1 / 9

After a tumultuous past weekend, the No. 5 Michigan hockey team looked to capitalize on a bounty of returning players against No. 9 Harvard.

The Wolverines were still not nearly at full strength, missing four typical starters to injury and once again unable to field a full four lines, yet they were securely in a healthier position against the Crimson than just days ago. 

Still, they could not  fully capitalize on a galvanizing comeback, as Michigan (9-5-1) tied Harvard (7-0-1), 4-4 Friday evening. Early Crimson neutral-zone and transition success jumped them out to a lead which Michigan could not surmount, despite a late-game push by the Wolverines.

“It’s good that we came back,” Michigan coach Brandon Naurato said. “It was a really good third period, we just need to find a way to do it (for the entire game).”

Each team struggled to find their identity early on. Transition play controlled the first period as a litany of neutral zone turnovers often led to rapid-fire offensive chances for both with Michigan striking first on a cross-crease goal by freshman forward Adam Fantilli.

“I thought our first 10-12 minutes were really good,” Naurato said. “Then we got away from it a little bit.”

Despite the momentum seemingly shifting in favor of the Wolverines, they were unable to build sustained offensive pressure, leaving the door open for Harvard to intervene — much as Naurato alluded to.

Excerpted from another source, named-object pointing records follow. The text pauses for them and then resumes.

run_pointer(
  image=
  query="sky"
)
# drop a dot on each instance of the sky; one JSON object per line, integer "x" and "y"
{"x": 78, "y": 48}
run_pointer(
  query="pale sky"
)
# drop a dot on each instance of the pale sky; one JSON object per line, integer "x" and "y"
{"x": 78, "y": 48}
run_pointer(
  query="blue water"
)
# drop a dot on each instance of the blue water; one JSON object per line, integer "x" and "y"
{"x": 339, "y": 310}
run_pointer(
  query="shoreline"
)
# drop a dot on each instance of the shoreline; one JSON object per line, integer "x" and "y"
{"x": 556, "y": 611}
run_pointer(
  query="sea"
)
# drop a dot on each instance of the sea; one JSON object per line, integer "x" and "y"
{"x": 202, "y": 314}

Intervene they did as the Crimson took command of the final ten minutes of the first period, carrying their momentum into much of the second: Harvard netted three goals while Michigan’s offense lay dormant. The Wolverines looked continually disjointed, missing passes and struggling to capitalize on the limited chances they found.

“We just got to focus on playing with that intensity and that urgency that we had in the third period for a full sixty minutes,” sophomore defenseman Ethan Edwards said. “As soon as we get away from it, we go down by two and dig ourselves a little hole.”

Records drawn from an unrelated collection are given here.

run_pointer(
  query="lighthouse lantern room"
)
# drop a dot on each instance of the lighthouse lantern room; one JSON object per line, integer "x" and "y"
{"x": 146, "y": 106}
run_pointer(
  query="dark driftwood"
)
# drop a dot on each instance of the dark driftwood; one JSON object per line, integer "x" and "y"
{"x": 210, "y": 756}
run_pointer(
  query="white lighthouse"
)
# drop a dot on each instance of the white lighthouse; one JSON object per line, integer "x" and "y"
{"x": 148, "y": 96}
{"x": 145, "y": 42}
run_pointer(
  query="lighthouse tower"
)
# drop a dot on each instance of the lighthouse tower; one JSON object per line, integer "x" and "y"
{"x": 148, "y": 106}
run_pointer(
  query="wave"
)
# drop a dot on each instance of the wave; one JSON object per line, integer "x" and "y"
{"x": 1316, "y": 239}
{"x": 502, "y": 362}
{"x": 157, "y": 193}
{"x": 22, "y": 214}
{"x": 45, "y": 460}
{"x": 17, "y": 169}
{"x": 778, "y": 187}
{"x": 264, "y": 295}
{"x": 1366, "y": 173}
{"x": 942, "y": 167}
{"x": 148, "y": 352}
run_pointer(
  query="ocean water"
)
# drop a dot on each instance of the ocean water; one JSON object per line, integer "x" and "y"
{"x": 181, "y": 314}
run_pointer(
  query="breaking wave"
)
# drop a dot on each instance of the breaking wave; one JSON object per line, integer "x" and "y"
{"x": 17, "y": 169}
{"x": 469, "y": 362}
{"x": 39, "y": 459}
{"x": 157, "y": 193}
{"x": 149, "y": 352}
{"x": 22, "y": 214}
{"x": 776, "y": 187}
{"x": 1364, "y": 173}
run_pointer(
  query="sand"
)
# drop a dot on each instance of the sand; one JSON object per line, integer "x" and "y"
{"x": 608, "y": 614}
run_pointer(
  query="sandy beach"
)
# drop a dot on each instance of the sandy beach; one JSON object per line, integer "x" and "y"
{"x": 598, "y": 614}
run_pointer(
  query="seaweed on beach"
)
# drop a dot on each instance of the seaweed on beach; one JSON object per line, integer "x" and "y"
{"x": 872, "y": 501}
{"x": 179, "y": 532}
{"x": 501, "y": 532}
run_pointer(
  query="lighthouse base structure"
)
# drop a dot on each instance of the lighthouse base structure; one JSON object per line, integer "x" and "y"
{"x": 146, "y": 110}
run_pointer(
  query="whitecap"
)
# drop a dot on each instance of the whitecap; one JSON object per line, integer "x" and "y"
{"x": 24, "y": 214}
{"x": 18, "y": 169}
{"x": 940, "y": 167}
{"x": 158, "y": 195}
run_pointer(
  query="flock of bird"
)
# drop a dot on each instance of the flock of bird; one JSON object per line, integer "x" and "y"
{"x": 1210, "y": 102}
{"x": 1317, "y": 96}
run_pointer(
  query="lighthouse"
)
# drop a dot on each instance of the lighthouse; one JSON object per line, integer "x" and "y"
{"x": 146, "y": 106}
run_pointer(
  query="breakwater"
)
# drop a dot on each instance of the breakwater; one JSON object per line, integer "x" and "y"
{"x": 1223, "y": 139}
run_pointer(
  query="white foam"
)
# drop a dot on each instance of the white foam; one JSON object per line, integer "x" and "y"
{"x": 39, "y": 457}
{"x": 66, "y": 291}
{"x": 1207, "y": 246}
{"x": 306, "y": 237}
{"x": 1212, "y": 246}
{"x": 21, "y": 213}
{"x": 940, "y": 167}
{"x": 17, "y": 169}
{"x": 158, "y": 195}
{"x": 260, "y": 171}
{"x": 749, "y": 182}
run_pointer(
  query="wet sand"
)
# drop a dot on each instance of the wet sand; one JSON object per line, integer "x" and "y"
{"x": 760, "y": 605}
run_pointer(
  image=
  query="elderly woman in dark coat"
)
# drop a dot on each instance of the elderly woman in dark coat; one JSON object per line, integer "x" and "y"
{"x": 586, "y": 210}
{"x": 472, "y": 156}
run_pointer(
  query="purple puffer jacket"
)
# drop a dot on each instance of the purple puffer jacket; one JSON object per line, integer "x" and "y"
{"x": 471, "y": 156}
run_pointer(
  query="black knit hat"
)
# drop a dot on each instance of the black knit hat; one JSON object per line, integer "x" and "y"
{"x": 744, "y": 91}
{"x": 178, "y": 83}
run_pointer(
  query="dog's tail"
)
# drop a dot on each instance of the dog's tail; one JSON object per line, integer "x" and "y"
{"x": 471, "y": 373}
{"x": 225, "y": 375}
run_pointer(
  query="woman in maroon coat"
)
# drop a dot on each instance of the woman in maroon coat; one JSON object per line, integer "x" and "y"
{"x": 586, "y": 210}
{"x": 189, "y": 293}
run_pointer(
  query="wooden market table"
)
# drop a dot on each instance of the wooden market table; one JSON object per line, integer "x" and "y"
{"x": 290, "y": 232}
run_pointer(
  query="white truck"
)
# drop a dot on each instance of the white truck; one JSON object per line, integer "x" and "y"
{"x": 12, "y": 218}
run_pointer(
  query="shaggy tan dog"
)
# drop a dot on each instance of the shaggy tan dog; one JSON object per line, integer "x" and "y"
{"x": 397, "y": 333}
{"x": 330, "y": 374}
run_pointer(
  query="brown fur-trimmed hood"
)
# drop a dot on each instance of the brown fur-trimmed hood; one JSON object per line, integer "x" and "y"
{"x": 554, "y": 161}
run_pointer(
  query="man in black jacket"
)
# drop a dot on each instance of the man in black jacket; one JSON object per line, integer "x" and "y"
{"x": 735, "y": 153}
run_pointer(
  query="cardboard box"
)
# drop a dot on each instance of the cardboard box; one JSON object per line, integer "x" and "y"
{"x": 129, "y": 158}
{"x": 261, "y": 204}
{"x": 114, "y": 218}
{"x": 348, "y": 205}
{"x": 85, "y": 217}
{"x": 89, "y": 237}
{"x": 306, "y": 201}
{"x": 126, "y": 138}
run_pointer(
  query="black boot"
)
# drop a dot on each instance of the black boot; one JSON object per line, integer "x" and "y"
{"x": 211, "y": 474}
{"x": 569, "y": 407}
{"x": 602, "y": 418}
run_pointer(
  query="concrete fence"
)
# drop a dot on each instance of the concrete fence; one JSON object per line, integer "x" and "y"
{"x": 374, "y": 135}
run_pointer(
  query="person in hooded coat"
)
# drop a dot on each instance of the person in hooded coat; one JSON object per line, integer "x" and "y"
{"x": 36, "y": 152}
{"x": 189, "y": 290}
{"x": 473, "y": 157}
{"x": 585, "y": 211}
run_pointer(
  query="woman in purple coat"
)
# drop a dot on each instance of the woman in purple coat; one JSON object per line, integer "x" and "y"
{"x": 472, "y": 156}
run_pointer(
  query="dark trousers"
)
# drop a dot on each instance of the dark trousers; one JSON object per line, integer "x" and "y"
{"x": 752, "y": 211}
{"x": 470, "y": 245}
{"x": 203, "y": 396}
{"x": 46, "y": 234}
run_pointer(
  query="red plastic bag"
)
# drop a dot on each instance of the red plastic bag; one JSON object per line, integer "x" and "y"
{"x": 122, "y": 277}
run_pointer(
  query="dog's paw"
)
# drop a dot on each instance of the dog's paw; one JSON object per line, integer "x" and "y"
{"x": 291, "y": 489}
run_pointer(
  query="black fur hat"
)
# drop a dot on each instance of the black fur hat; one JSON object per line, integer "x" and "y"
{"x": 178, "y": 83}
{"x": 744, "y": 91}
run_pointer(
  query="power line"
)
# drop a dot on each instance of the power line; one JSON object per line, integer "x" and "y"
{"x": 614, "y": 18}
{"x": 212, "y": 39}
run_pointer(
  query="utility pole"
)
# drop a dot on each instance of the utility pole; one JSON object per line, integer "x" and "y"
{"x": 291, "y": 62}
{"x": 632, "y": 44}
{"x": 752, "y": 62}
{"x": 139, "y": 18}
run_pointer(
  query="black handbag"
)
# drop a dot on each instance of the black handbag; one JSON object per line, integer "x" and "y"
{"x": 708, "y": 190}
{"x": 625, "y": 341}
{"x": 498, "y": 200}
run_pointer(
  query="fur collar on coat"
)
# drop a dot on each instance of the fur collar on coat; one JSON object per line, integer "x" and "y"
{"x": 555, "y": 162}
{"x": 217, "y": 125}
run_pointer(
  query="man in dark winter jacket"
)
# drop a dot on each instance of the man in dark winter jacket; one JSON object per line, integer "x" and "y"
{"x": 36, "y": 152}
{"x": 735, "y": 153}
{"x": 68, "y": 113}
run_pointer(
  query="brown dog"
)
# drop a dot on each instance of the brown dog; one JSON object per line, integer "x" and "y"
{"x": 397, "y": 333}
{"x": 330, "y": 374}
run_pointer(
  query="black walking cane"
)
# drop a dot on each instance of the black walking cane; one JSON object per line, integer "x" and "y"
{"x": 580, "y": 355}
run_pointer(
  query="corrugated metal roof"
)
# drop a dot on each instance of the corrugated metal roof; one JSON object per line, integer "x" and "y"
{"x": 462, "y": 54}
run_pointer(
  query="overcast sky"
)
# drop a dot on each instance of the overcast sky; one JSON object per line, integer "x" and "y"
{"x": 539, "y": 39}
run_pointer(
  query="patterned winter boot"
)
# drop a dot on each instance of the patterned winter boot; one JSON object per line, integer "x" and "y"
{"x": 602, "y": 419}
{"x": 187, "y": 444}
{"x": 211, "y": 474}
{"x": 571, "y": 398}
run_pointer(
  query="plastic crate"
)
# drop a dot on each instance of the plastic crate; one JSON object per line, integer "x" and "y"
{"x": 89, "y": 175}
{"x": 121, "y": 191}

At the risk of the game falling out of hand, Michigan’s offense finally opened up and began to find shots at will. And with five minutes remaining in the second period, sophomore defenseman Ethan Edwards galvanized perhaps the best 20 minutes of the Wolverines’ season.

Taking matters into his own hands, Edwards grabbed the puck from the point and stepped into the crease, placing a bar-down shot over the shoulder of goaltender Mitchell Gibson and dancing between three Crimson defenders in the process to cut the deficit to 3-2.

With that, momentum swung Michigan’s way.

“That second half of the game … we just started playing our game,” Naurato said. “We start delivering pucks, we were harder, putting more pucks behind them. Not turning it over at the blue line, which didn’t feed their transition game and just everything we talk about.”

Despite ceding a Harvard powerplay goal in the first minute of the period to push the score to 4-2, Michigan had instigated something it had sorely missed — a dominant offensive onslaught.

Three minutes into the third period, graduate forward Nolan Moyle cleaned up a scrum in front of the net to bring the Wolverines back within one. The Wolverines dominated the final 18 minutes of the period, creating an avalanche of high-danger chances and pushing Harvard onto its back foot. 

Michigan logged 42 total shots in the final frame alone, 18 of which found Gibson. Generating chance after chance, the Wolverines were rolling.

Those chances paid off as junior forward Philippe LaPointe sent a slot shot past Gibson to tie the game at four, sending the game to overtime. 

From there, amid a number of chances, Michigan was unable to secure the victory, ending the five minute overtime period just like it began: tied.

“(We had) a good end to the second for sure and then it transferred over to the third, but like I said, we got to string a couple Ws together.” Edwards said.

Despite a comeback effort, the Wolverines lack of 60-minute play limited their ability to succeed, stymying a potential victory.